Tutto un paese sotto schiaffo di partiti basiti, incapaci di reagire e di rimandarlo a casa. E lui lì a pontificare sempre con gli stessi vecchi slogans: togliamo l’IMU, tagliamo le tasse, ci inventiamo 1 milione di posti di lavoro, ogni pensione minima la facciamo salire a mille euro… avete un déjà vu? Eh sì, queste cose le ha già dette un sacco di volte e se siamo finiti in questo baratro lo dobbiamo proprio alle sue bugie.

Monti poteva fare di più?Non c’è dubbio! Prima ha pensato a banche e finanza, anche se risanare i conti non era forse più importante di salvare il lavoro e ridare fiato all’economia. Ai pasticci di quella simpaticona della Fornero dobbiamo gli esodati, costretti in un allucinante limbo dal quale sembra nessuno sia capace di togliere e via sbagliando. Non c’è dubbio che tutti insieme questi professoroni super decorati e medagliati potevano fare meglio. O forse noi ci aspettavamo un miracolo, che onestamente non era possibile. Ma questo non giustifica un ritorno indietro! Sarebbe davvero una avventura folle che ci porterebbe fuori dall’Europa e dal mondo, in una crisi economica senza rimedio.

Il paese sotto il cavaliere ha subito un tracollo, un terremoto del quale non si è accorto, perché gli veniva raccontato che quel sommovimento era dovuto al fatto che stavamo su una giostra a divertirci, ma adesso che siamo scesi dalla ruota panoramica di menzogne e di inganni, ci accorgiamo che eravamo non in un parco giochi ma in una discarica.

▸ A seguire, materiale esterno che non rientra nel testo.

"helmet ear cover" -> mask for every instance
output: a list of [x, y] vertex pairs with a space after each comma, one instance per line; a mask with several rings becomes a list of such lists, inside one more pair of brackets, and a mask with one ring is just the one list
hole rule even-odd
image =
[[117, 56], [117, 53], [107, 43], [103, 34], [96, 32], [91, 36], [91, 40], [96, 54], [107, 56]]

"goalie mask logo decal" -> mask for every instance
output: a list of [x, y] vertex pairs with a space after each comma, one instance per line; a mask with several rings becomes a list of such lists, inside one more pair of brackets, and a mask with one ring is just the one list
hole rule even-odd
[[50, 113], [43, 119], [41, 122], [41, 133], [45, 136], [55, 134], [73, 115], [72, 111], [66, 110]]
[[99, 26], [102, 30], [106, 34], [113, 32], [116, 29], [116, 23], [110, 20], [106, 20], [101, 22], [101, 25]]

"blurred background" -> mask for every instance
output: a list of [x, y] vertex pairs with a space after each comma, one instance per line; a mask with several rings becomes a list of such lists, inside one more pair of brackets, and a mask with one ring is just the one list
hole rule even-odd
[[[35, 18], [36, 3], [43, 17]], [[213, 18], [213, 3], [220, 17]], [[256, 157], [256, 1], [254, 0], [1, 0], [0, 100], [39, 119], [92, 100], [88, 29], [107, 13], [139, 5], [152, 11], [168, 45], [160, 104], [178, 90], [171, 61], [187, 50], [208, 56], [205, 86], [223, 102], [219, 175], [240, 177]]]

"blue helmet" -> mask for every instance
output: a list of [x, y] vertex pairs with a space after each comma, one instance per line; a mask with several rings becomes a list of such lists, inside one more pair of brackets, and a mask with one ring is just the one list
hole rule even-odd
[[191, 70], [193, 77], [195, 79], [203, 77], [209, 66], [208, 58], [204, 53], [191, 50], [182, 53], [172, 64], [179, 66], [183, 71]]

Adesso siamo sotto le scosse di assestamento di quel terremoto e siamo dolorosamente consapevoli dello stato miserabile in cui siamo sprofondati, ma tutto questo lo dobbiamo a lui, solo a lui e alla sua corte di vampiri assetati, non certo a Monti e ai suoi poco fantasiosi professori.

E però adesso come sempre il cavaliere è pronto a fare il salto della quaglia, il rigiro della frittata, il colpo di coda del pesce in secca. E noi a guardare ancora una volta questo frusto numero da saltimbanchi, fatto da un vecchio e ridipinto imbonitore, che racconta la sua filastrocca ormai senza senso come un vecchio trombone sfiatato.

Mi chiedo che farà Bersani, ma è evidente che il cavaliere non lo teme, visto che è tornato in pista, mentre temeva certamente il rampantismo di Renzi, simile al suo e con forze più fresche, altro che confronto di look più o meno giovani! Ma è proprio per questo che la scelta di Bersani appare la più giusta: perché non è come lui. Speriamo solo che tiri fuori un po’ di unghie e che lo smacchi finalmente questo vecchio giaguaro sdentato.